I would not like to say, I think you would need to compare side to side.
Overall I think it works very well with Links. On the Intel iGPU, it did require a bit of tinkering (reflected in the separate Intel kit you see now). There may be scope for some more fine tuning.
I have become more impressed with the more courses I play using it. With it, I think my notebook now matches my desktop that has an Nvidia HBA in it, before the notebook was the poor relative that did not quite make it.
Des
Links 2003 receives improved GPU compatibility
- Tweed & Whisky
- Posts: 22
- Joined: January 12th, 2025, 5:12 am
Re: Links 2003 receives improved GPU compatibility
Thanks Guitarzan, I've updated my post with this info.
2014 Dell Precision M4800 | Intel i7-4810MQ | 16.0GB DDR3 | NVIDIA Quadro K1100M 2GB | BenQ PD 32" | Win11
- Tweed & Whisky
- Posts: 22
- Joined: January 12th, 2025, 5:12 am
Re: Links 2003 receives improved GPU compatibility
That would probably be the anistropic filtering working its magic.Colin Jones wrote: ↑February 4th, 2026, 7:38 am The course looks more detailed/sharper, particularly with the mid textures.
Just my imagination?
Links default is point filtering, I've configured DDrawCompat to utilise anisotropic filtering which handles textures much better, especially angled surfaces, giving that 'sharper' look into the horizon.
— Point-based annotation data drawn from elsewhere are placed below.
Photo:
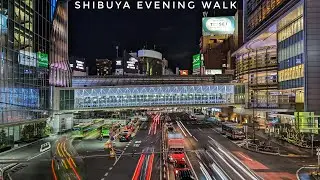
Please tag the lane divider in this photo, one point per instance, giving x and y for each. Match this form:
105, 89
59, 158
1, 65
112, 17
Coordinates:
138, 168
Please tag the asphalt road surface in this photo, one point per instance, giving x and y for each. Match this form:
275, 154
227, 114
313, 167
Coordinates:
265, 166
98, 164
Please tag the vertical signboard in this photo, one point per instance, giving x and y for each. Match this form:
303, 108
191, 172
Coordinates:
42, 60
184, 72
218, 25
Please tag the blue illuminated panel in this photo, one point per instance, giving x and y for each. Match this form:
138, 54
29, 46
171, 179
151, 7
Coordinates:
153, 96
53, 7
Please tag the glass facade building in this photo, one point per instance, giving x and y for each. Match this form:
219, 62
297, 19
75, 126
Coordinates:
24, 68
149, 96
60, 71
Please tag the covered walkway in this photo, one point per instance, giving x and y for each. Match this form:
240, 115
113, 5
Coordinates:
149, 96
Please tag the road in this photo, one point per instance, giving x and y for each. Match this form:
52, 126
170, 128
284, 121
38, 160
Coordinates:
98, 164
35, 160
230, 157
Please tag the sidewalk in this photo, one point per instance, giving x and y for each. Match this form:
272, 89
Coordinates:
285, 148
25, 152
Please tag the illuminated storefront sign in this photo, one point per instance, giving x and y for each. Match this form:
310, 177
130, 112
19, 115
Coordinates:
213, 71
118, 63
196, 63
305, 122
218, 25
131, 64
27, 58
43, 60
79, 65
184, 72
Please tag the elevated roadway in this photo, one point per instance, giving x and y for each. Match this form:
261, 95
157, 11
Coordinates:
102, 97
89, 81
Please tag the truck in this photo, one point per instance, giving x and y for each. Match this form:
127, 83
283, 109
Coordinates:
175, 145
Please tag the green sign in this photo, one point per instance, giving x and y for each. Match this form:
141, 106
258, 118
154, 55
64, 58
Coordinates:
305, 122
196, 61
42, 60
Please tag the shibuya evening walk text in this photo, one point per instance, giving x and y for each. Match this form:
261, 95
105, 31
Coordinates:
157, 5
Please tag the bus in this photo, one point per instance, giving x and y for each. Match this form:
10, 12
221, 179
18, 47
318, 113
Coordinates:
82, 130
233, 131
105, 131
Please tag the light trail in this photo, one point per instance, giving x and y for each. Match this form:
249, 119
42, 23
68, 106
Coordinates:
138, 168
186, 129
223, 175
150, 164
181, 128
235, 171
205, 172
53, 171
235, 160
189, 162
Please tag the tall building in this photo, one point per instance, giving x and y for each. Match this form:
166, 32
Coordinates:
217, 44
24, 69
78, 66
279, 59
150, 62
104, 67
60, 72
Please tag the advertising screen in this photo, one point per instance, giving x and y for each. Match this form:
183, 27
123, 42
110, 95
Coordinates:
213, 71
42, 59
27, 58
131, 64
218, 25
196, 63
3, 24
79, 66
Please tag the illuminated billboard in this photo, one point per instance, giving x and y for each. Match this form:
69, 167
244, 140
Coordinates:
213, 71
305, 122
184, 72
27, 58
196, 63
131, 64
43, 60
218, 25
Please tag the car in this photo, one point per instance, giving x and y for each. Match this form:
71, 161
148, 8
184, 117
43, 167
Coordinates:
123, 139
184, 175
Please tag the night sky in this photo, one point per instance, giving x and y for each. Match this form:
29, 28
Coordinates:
176, 33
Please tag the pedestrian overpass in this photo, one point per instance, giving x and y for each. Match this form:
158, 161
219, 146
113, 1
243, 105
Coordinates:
107, 97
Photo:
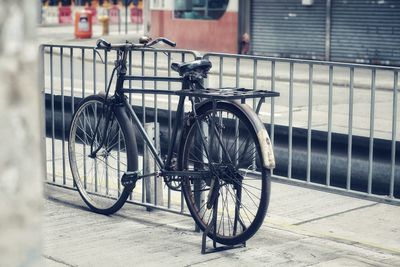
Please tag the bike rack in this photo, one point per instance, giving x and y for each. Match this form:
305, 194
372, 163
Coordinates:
212, 227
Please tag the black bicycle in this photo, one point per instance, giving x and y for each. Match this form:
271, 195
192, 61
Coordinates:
223, 152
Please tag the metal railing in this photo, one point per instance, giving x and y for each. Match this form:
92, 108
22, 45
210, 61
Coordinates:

2014 Dell Precision M4800 | Intel i7-4810MQ | 16.0GB DDR3 | NVIDIA Quadro K1100M 2GB | BenQ PD 32" | Win11
Re: Links 2003 receives improved GPU compatibility
Glad you mentioned this. I thought my eyes were going kaput. Prior to using the wrapper I set anisotropic filtering with NvCpl and also set scaling and sharpen options to give really crisply defined textures - trouble was that Links loaded seemingly at random.Tweed & Whisky wrote: ↑February 4th, 2026, 11:16 am That would probably be the anistropic filtering working its magic.
Links default is point filtering, I've configured DDrawCompat to utilise anisotropic filtering which handles textures much better, especially angled surfaces, giving that 'sharper' look into the horizon.
In the feature list of this latest wrapper nowhere does it mention anisotropic filtering - the options (in DisplayFilter) are point, integer, bilinear, bicubic etc. Unless one of these options is the same as anisotropic filtering (or I'm missing something blindingly obvious) I'd appreciate how to utilise anisotropic filtering from within the wrapper. Or are you talking about setting Anisotropic filtering from within the Nvidia Control Panel (or eqiuivalent for AMD/Intel) in addition to using the wrapper?
AMD Ryzen 9600x, 32 GB system RAM, Nvidia 4600Ti GPU, OS installed on 2TB NVMe drive, secondary 500GB NVme drive, + SATA 500 GB SSD drive and 1 TB HDD. Windows 11(24H2) Display res 2560x1440 (Links on 1920x1080 upscaled)
Re: Links 2003 receives improved GPU compatibility
AF is in Texture filter, if represents 4 of the possible values there.